Si è consumato oggi il primo atto della “guerra” tra il direttore generale dell’Asl di Foggia, Attilio Manfrini, e gli imprenditori della sanità privata. Da Piazza della Libertà è partita infatti la comunicazione alla Regione Puglia con la quale l’azienda prende atto della “volontà delle case di cura Villa Igea, San Michele e Case di Cura Riunite Villa Serena e Nuova San Francesco a non voler sottoscrivere gli accordi contrattuali relativi all’anno 2014”.
Un modo per dire a Bari: fate le verifiche necessarie sulle cliniche e decidete se sia il caso o meno di revocare l’accreditamento. Un fendente mortale, diretto a Paolo Telesforo e Potito Salatto, per la prima volta insieme per uno scontro complesso, che potrebbe tirarsi dentro il futuro di un ente che apparentemente non sembrerebbe centrar nulla: la sede foggiana del Don Uva. Nella partita di fuochi incrociati, però, a rischiare sono solo migliaia di lavoratori del settore. Il motivo è presto detto.
Questa fetta della sanità “privata accreditata” lavora con l’Asl (e dunque con la Regione Puglia) che, attraverso i contratti, rimborsa le prestazioni rese ai pazienti. Dunque, rientra in quell’importante capitolo di spesa (circa 7,5 miliardi di euro dei pugliesi) che ogni anno viene destinato ai bisogni di salute. Solo che, mentre le prestazioni vengono rese quotidianamente, gli accordi arrivano con ritardi clamorosi, spesso superiori ad un anno.

Di conseguenza, le imprese non sanno fino a dove spingersi con l’erogazione di servizi per non rimetterci di tasca propria. “Sicuramente ci troviamo in una situazione senza precedenti – spiega Telesforo -, è un vero e proprio atto di ritorsione che mette a repentaglio il futuro di 600 lavoratori. Non è certo un dispetto a noi imprenditori, perché in ogni caso possiamo ricollocarci, ma alle centinaia di famiglie che rischiano il posto di lavoro. Queste sono le conseguenze di chi sottopone un contratto a gennaio 2015, mentre doveva essere sottoscritto a gennaio, massimo febbraio del 2014. Lo stesso è stato fatto nel 2013, con il contratto firmato solo ad ottobre 2014″. Poi attacca direttamente Manfrini, sostenendo che avrebbe violato la legge anticorruzione: “Sono state affidate diverse consulenze ad un parente stretto, nonostante sia espressamente vietato dalla normativa”.

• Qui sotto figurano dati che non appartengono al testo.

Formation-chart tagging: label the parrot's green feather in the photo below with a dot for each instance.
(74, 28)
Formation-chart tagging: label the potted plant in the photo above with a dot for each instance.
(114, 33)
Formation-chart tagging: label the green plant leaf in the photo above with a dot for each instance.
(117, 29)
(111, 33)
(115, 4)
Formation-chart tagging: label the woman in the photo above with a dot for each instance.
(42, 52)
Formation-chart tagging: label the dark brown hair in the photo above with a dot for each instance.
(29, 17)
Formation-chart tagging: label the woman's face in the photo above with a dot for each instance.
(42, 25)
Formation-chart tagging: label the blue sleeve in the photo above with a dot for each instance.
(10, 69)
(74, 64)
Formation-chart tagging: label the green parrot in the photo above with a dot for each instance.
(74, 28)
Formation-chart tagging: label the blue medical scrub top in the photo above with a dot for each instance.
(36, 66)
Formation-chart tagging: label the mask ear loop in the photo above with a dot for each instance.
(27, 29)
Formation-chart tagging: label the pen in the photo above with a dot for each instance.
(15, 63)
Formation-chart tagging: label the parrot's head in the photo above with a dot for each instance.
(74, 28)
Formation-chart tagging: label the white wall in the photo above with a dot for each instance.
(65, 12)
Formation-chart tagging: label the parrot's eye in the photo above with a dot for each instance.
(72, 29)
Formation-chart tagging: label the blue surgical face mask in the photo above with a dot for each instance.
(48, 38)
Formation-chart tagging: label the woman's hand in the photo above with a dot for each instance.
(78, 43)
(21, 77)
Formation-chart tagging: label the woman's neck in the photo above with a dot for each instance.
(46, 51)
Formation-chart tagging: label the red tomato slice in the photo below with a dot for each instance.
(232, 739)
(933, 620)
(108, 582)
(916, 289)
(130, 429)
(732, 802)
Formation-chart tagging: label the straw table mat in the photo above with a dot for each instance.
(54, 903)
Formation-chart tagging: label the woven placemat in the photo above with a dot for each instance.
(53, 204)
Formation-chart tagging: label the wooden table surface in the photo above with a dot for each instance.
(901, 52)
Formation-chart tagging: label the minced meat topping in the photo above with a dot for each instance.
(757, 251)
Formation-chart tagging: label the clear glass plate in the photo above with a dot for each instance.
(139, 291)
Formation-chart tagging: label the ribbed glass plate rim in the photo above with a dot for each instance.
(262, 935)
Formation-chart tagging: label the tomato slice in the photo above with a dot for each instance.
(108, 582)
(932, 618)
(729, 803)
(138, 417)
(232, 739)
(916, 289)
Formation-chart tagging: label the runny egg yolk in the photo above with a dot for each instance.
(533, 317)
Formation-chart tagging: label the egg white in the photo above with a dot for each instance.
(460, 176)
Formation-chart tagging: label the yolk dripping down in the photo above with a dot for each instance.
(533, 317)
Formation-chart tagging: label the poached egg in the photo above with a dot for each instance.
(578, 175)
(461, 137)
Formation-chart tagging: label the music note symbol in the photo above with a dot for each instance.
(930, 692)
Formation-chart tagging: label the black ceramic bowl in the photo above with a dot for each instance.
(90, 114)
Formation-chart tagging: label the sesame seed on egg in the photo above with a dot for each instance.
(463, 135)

Ironico invece Potito Salatto: “È il primo atto doveroso e legittimo del direttore generale: ci hanno sottoposto un contratto ex post, dopo averci fatto lavorare con cifre completamente diverse basate sugli acconti – afferma a l’Immediato -. Poi è evidente che mi trovo costretto a fare 3 anni di cassa integrazione alla clinica San Michele di Manfredonia. A Bari – conclude – hanno chiarito quali sono le possibilità del management, sostenendo che le risorse economica per le case di cura ci sono. All’Asl di Foggia pensano invece di muoversi diversamente e noi ne prendiamo atto. Così si mandano a casa centinaia di lavoratori per le decisioni autonome di alcune persone…”.